Visual Electric looks nothing like the other AI platforms out there. It’s all imagery-focused, with an Inspo page akin to an Instagram explore page or Pinterest board. “Inspiration in particular seemed really important in a design tool because it is so core to the design process,” Menges adds.


When Visual Electric first launched, the founders were handpicking the generated images to showcase on Inspo. But now, with hundreds of thousands of members, users create profiles to show off their own generated work and can follow other creative people who inspire them, making each user’s page unique.


“That seemed like a really cool opportunity to help people discover and learn from each other. That’s a big piece of it — AI is so new that everyone is figuring this out together,” says Dunn. “I think the community aspect is really helpful for figuring out, What makes a great prompt? Or how do you use all of these tools to create something unique and different?”

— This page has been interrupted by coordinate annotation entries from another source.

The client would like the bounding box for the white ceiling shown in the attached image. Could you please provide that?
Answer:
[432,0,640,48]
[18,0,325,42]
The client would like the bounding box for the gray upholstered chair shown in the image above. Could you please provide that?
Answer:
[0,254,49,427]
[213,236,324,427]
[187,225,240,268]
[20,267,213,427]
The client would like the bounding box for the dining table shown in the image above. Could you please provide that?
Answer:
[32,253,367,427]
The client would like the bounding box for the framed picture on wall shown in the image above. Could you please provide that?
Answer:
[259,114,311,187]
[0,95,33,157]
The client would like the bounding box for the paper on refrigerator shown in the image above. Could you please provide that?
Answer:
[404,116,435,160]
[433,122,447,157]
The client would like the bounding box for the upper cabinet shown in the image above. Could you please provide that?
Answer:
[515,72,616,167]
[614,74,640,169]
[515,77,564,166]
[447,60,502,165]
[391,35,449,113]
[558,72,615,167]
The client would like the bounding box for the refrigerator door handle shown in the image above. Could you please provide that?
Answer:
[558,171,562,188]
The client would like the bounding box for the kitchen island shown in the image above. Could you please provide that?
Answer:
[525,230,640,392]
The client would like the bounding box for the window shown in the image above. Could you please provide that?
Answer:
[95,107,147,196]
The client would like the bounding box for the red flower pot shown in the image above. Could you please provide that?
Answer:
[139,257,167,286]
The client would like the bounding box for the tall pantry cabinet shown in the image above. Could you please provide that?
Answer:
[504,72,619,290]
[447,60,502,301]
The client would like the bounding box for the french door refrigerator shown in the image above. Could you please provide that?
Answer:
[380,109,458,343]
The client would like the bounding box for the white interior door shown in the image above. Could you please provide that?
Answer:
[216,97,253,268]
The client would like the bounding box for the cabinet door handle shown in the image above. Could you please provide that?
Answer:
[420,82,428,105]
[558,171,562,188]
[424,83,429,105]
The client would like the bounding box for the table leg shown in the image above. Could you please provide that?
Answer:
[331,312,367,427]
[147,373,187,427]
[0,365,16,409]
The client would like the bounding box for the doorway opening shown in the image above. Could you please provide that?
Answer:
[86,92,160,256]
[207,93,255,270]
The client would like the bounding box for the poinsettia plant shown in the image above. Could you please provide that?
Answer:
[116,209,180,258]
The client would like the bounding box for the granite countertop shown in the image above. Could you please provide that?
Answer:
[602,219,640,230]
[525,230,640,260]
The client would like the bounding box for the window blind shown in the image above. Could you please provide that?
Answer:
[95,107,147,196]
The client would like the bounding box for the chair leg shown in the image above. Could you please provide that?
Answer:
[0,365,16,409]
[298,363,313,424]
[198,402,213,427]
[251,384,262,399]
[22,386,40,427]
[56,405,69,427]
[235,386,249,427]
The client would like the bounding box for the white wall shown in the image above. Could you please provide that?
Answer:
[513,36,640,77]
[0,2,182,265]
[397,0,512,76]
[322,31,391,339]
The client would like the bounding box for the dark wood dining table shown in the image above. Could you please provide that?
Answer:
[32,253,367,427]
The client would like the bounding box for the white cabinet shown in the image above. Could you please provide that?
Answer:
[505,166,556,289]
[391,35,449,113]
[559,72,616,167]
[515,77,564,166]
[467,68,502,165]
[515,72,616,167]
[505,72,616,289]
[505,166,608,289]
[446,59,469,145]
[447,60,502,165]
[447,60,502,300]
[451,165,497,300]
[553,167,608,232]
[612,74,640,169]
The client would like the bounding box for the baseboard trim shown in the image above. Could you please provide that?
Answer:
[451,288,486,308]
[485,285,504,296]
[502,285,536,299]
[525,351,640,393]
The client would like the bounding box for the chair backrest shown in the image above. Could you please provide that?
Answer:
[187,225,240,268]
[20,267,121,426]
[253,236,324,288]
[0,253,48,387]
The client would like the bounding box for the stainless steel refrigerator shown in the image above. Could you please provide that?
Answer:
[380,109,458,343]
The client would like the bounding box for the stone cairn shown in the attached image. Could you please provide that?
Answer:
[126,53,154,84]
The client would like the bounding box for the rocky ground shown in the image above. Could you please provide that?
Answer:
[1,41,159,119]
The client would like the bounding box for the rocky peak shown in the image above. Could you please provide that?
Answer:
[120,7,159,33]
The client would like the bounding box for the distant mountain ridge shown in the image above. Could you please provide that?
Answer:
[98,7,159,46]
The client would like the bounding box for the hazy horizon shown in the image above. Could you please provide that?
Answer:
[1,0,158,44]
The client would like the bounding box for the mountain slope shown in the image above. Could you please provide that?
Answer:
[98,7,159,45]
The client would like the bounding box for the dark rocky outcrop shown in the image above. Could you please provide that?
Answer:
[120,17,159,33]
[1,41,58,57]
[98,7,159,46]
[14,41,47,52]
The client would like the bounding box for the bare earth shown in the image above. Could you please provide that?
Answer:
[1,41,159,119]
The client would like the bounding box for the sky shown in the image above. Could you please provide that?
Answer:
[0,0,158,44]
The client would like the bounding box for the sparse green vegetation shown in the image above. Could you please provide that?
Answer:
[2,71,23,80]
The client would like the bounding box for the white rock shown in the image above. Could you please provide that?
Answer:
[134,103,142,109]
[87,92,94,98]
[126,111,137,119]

Because of this philosophy, Visual Electric has become an online community of creative individuals, navigating the best ways to utilize AI as an assistant to their processes. Where a lot of the world is shouting against the use of AI in the creative field, here are creatives themselves cheering it on.


“We’ve had filmmakers, writers, game designers, graphic designers — a huge range of different creative professionals using the product,” says Dunn, mentioning a writer who used Visual Electric to help her visualize the fictional world she wrote about. “Anytime somebody uses the thing you made in ways you could never have imagined is a very exciting experience.”


The future of AI changes seemingly daily, typically in unexpected ways. Visual Electric is ready to be a part of that change, looking toward a more colorful, creative future.